While its visual qualities are laudable, Batman Ninja’s narrative is not so impressive. The underlying concept is intriguing, but the plot doesn’t go far enough in exploring Batman’s temporal and geographical displacement. For example, there’s a scene early in the film where Bruce Wayne and Selina Kyle disguise themselves as missionaries in order to wander amongst the Japanese locals without arousing their suspicions. This adds a pleasant note of authenticity to the Sengoku period setting. But the concept is never fully developed, and Bruce and Selina’s disguises are promptly discarded and never mentioned again. The idea of Bruce and his allies blending in with their Japanese environment offers an intriguing range of possibilities, but the film glosses over these in favour of costumed action scenes and giant robot fights. I wanted to see more character-driven sequences of Bruce and his allies interacting with the Japanese people and trying to blend in.

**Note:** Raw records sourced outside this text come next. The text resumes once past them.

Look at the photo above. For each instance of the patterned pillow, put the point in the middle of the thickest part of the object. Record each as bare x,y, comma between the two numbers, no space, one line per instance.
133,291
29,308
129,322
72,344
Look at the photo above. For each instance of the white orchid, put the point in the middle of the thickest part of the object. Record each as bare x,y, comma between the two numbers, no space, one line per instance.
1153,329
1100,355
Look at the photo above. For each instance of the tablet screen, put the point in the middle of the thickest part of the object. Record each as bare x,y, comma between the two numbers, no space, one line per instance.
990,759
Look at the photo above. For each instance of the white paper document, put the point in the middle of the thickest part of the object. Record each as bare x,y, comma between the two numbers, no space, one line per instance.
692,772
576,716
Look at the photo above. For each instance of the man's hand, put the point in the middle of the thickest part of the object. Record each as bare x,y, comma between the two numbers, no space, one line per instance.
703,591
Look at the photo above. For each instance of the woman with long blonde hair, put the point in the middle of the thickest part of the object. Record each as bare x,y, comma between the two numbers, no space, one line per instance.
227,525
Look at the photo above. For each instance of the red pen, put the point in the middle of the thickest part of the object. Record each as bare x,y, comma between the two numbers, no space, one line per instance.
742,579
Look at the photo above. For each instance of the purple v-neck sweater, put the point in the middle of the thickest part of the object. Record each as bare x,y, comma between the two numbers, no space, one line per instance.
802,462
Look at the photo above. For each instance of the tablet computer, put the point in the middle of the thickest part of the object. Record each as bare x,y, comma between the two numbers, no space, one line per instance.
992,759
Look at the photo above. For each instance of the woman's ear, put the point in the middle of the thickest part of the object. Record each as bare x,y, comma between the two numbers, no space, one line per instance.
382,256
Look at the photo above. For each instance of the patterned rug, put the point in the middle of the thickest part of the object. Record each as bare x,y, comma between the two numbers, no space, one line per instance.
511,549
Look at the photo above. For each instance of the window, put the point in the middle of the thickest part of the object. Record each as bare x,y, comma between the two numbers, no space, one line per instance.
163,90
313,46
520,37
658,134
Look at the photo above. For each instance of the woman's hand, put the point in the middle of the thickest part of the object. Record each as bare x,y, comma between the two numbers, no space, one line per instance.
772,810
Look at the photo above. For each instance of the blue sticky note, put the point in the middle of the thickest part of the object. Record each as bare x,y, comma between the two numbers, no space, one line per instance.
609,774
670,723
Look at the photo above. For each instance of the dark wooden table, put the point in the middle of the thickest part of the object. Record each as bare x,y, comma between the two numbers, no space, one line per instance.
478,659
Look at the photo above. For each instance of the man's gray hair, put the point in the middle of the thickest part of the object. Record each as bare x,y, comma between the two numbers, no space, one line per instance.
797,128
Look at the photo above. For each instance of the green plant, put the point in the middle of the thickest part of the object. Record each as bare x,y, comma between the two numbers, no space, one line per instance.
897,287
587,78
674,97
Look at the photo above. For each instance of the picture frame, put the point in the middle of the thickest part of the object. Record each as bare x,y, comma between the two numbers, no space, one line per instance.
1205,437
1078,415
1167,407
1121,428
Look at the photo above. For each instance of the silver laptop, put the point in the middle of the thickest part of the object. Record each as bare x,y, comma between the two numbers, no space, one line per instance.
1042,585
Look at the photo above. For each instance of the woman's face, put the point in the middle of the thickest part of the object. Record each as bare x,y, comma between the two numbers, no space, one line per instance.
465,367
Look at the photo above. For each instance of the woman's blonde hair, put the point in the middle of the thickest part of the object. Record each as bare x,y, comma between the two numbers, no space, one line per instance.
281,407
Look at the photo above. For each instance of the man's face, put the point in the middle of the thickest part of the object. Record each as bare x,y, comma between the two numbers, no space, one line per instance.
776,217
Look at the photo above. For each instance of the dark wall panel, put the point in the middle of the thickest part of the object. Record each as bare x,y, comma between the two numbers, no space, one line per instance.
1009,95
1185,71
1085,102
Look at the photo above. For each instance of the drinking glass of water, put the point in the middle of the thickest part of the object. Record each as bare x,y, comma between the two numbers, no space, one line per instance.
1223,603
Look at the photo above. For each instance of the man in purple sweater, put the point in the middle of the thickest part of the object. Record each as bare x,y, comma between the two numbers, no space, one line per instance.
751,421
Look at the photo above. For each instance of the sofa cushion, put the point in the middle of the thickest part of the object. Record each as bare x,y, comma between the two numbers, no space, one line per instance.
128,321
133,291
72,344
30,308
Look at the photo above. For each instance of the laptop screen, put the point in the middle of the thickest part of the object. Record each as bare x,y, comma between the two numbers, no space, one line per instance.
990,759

What would a feudal-era Bruce Wayne be like? How would he present himself in Japanese society? Sadly these questions are never explored in any depth, making this one area where the film fails to capitalise on its premise.

Pacing is also an issue. The plot moves from one set piece to another at breakneck speed, affording the viewer precious little time in which to pause and soak up the ambience. Exacerbating this are several points in the narrative where the timeline abruptly leaps forward, further disjointing the already choppy rate of storytelling. At times it almost seems as if Batman Ninja was adapted from a longer story and had to be condensed to fit the 82 minute runtime. It’s also not an especially deep story and is noticeably lacking in meaningful drama or suspense. Batman and his allies appear comparatively unperturbed by their journey through time. Bruce and Selina express a small measure of anxiety, but overall the characters adapt a little too easily to their new setting. A little more fish-out-of-water drama might have added some emotional weight to proceedings.

Batman Ninja is destined to be divisive. The very qualities which will attract certain fans will doubtless be off-putting to others. The film is light on drama, narrative depth and character development. But the animation is superb, the art style is beautiful, and the overall approach feels fresh and inventive. If nothing else, this is a very different take on the Batman mythology. And for that reason alone, I’d say it’s worth seeing at least once. It may be style over substance, but when the style is this creative it still makes for an interesting, albeit uneven viewing experience. It’s not the best Batman animated film ever made, but it’s certainly one of the most unique. I only wish the writing was as strong as the visuals.

The default audio setting on the DVD is the English language dub, but Japanese audio can be accessed amongst the special features. I watched it subtitled with the Japanese audio track and would recommend others do likewise for the full experience.

Batman Ninja’s lack of depth is offset by its uniqueness, artistic flair and high quality of animation.